Tuesday, June 3, 2008

Reincarnation - Part 1

My personal view of what it is about ourselves we are trying to capture when we think of ourselves as “having souls” will be explicated in Part 2 of this series. For now, let us assume the popular (Judeo-Western) view that every living human body is animated from the time of birth to the time of death by an individual soul, disconnected from other souls in more or less the way the body is disconnected from other bodies.

What about before birth and after death? According to the popular view, individual souls migrate here from another realm, let's call it Zoop, and when the body dies, return to Zoop, sometimes never returning to Earth, but enduring to eternity. Some may think of this eternity as just more time, time filled with very different kinds of experiences perhaps, but still abiding, one-way, flowing time. But in the realm of the spirit there is no time.

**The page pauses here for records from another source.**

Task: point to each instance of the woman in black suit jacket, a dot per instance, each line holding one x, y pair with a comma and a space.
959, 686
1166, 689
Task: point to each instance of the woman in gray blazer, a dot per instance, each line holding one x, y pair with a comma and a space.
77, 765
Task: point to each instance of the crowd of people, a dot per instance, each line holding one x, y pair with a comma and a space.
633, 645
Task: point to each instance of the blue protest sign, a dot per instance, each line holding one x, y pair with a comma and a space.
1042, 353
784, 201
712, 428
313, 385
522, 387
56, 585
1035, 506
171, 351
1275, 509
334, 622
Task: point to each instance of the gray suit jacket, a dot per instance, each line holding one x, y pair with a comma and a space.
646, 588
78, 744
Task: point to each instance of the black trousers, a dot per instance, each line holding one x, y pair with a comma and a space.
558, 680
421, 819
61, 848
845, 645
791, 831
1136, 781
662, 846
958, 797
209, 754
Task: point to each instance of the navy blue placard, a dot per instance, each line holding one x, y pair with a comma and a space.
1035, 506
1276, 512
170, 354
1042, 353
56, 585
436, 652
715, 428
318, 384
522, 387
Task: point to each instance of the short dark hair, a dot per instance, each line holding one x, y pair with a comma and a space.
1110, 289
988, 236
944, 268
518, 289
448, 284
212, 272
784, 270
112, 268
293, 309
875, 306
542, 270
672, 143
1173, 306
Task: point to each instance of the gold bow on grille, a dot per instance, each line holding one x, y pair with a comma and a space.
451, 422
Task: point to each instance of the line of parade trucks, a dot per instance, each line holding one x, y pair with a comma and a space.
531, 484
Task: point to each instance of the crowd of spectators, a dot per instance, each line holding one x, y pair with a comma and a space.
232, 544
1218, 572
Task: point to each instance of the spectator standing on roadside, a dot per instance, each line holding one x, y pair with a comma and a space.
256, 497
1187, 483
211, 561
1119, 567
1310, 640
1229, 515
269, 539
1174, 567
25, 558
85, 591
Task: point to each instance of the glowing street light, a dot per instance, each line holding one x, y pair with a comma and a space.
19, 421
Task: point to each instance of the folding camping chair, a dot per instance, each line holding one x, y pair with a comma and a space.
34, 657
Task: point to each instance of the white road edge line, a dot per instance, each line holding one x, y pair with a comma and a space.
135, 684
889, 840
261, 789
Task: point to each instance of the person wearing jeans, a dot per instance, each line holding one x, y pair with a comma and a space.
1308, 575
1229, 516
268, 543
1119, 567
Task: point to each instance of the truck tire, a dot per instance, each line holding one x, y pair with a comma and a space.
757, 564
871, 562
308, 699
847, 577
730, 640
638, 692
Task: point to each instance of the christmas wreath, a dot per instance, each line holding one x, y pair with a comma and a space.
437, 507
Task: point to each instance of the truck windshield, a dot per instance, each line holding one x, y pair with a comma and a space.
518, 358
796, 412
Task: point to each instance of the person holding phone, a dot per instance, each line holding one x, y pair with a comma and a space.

So in a certain sense it is not true that the soul was formed before the body and will endure after the dissolution of the body, because technically there is no before and after except in Earthly, embodied life.

For those who ascribe to the popular view, and ascribe to some theory of reincarnation, the process would look something like this: Dorp is born in 1900 and lives until 2000. Then he dies, and his soul goes back to Zoop for some non-zero period of time, during which it is determined that this soul must go back to Earth. So the earliest time the soul can come back for a new life is in 2000, the moment after Dorp dies. Of course, the waiting period could be longer. Perhaps he won’t come back until 2050 or 2500.

But if there truly is no time in the spirit-realm then there is no reason why a person can’t be reincarnated at what on Earth would be considered earlier than the time of death. The question is, what if “after” death, Dorp’s soul is reincarnated in 1940 and lives to 2040? In that case, the same soul can be wholly present in two individuals living on Earth at the same time!

If so, then you might have met yourself in another person already. Literally.

Perhaps there is only one soul.


(There are other reasons why the same soul can be multiply embodied, with different consequences, which will require a more subtle notion of the soul, which I will share at some time in the future, if it please God.
I'd also mention in passing that in the Indian notion of reincarnation, there is no Zoop.